Weighted Healthy Lifestyle Score
A weighted healthy lifestyle score was computed by allocating points for each category of the four healthy lifestyle factors based on multivariable Cox proportional hazards regression coefficients (23). We derived the total number of points for each participant by adding the points assigned to his or her healthy lifestyle factors. Scores ranged from −4 to 15, with a higher number indicating a healthier lifestyle (Table 1). Healthy lifestyle factors were defined a priori using an approach similar to that used in general populations studies (3–5,24): (1) BMI 22 to <25 versus 18.5 <22 kg/m2, 25 to <30, or ≥30 kg/m2; (2) physically inactive (no reported leisure time physical activity) versus insufficient physical activity (not inactive but not meeting criteria for recommended physical activity) or recommended physical activity, defined as moderate self-reported leisure-time physical activity at least five times per week, vigorous physical activity at least three times per week, or a combination of the two ([weekly frequency of moderate activity/5] + [weekly frequency of vigorous activity/3] ≥ 1) (16); (3) current smoker versus past or never smoker; and (4) HEI score <54.4 versus 54.5 to <63.8, 63.8 to <73.1, or 73.1–100 (22).
Table 1.
Characteristic | Points Based on Regression Coefficients |
---|---|
BMI | |
18.5 to <22 kg/m2 | −4 |
22 to <25 kg/m2 | 0 |
25 to <30 kg/m2 | 0 |
≥30 kg/m2 | 2 |
Physical activity | |
Inactive | 0 |
Insufficient | 2 |
Recommended | 3 |
Smoking | |
Current | 0 |
Past | 7 |
Never | 9 |
Healthy Eating Index score | |
<54.4 | 0 |
54.5 to <63.7 | 0 |
63.8 to <73.1 | 0 |
73.1–100 | 1 |
Outcome Ascertainment
Vital status was determined using the NHANES III Linked Mortality Public-use File, which provides follow-up data on vital status in person-months from the date of the NHANES III survey participation through the date of death or December 31, 2006. Mortality was ascertained by the NCHS through a probabilistic match between NHANES III participants and National Death Index death certificate records. Participants who were not matched with any death records were considered to be alive through the follow-up period (25).
Statistical Analyses
NCHS recommendations were followed to account for stratification and clustering of the survey design, as well as oversampling of ethnic minorities and elderly persons (26).
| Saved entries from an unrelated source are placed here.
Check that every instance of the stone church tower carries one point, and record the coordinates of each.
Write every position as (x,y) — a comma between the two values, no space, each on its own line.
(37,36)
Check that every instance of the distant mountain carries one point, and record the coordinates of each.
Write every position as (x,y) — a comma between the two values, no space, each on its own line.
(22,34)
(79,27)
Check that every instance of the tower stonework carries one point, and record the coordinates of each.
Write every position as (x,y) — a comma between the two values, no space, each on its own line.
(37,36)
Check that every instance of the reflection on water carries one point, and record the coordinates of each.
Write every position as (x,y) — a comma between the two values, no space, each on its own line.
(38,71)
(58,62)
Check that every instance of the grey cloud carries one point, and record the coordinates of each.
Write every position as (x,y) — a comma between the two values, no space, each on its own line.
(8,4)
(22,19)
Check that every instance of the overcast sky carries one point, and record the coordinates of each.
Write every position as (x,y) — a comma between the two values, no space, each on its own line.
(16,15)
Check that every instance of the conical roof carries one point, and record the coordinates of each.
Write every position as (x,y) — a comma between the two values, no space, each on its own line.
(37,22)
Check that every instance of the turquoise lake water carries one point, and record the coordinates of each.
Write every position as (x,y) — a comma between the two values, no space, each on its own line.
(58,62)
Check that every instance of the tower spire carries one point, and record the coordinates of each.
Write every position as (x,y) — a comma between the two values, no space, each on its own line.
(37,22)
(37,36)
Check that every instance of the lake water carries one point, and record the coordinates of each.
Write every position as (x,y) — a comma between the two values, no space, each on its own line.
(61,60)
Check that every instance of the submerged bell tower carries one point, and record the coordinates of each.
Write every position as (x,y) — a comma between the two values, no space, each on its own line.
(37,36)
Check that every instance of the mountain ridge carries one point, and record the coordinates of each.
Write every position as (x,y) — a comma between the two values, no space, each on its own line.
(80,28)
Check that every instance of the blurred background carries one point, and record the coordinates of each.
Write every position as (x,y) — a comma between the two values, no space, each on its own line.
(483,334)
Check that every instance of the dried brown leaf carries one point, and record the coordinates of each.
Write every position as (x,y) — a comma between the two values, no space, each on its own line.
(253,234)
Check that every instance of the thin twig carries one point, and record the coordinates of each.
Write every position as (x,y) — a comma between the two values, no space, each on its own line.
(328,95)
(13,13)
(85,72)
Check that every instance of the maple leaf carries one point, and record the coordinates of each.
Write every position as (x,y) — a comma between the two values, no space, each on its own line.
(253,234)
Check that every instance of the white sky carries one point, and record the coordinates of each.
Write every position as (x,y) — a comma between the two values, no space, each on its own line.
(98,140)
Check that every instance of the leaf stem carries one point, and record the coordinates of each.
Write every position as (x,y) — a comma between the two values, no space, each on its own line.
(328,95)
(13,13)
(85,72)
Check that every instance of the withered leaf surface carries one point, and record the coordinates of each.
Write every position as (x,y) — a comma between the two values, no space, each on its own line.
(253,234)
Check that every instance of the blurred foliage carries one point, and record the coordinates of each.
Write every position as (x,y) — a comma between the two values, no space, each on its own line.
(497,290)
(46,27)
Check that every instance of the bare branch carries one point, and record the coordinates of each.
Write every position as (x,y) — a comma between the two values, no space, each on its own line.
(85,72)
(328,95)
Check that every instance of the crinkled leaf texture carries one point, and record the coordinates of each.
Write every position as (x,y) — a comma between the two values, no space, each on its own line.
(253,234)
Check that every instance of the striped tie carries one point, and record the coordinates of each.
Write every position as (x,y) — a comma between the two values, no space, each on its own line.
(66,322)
Continuous variables were expressed as means ± SEM or medians (interquartile range) if not normally distributed, and categorical variables as weighted percentage. Cox proportional hazards models were used to determine the association between a healthy lifestyle and survival among individuals with CKD, adjusting for important covariates. No censoring variables were used. Because of missing values in at least one of the covariates included in the model, 143 participants were excluded from multivariable analyses (income was missing in 54 participants, education in 12, diabetes in 51, cardiovascular disease in 25, and cholesterol in 6). Sensitivity analyses were performed by conducting stratified survival analyses by eGFR and UACR, by using sex-specific cut-points for UACR (≥17 µg/mg in men and ≥25 µg/mg in women) (27), and by using indicator variables for missing covariates in the fully adjusted models. All tests were two sided, and P<0.05 was considered to represent significant differences for hypothesis testing. The proportional hazards assumption of the Cox models was examined using Schoenfeld residuals, which showed no significant departure from proportionality over time (P>0.05) (28). We used SAS software, version 9.2 (SAS Institute, Inc., Cary, NC), for descriptive statistical analyses and SAS-Callable SUDAAN, version 10.0.1 (RTI International, Research Triangle Park, NC), for survival analyses.
Results
Participant Characteristics
Of the 16,973 NHANES III participants who were examined (men and nonpregnant women ≥18 years of age), we sequentially excluded 1472 individuals with incomplete data on serum creatinine or UACR, 29 participants with eGFR < 15 ml/min per 1.73 m2, 12,992 individuals who did not meet criteria for CKD, 123 participants with incomplete data on dietary variables or BMI, and 69 individuals with BMI < 18.5 kg/m2. The final sample included in this analysis consisted of 2288 men and women aged ≥18 years with CKD. Compared with individuals included in the final cohort, participants who were excluded because of missing serum creatinine or UACR were more likely to be younger (44.5±1.2 versus 59.0±0.9 years [mean ± SEM]; P<0.01) and non-Hispanic black (18.5% versus 11.9%; P=0.003) and to have lower BMI (25.8±0.3 versus 28.0±0.2 kg/m2 [mean ± SEM]; P<0.01) and lower systolic BP (122.7±1.0 versus 136.9±0.9 mmHg; P<0.01). The sex distribution was similar between the two groups (percentage of men, 45% versus 40%; P=0.2); there were also no significant differences in income or education. Compared with participants included in the analysis, the age-adjusted all-cause mortality rate was slightly higher for those excluded (48.7 versus 46.2 per 1000 person-years; P<0.01).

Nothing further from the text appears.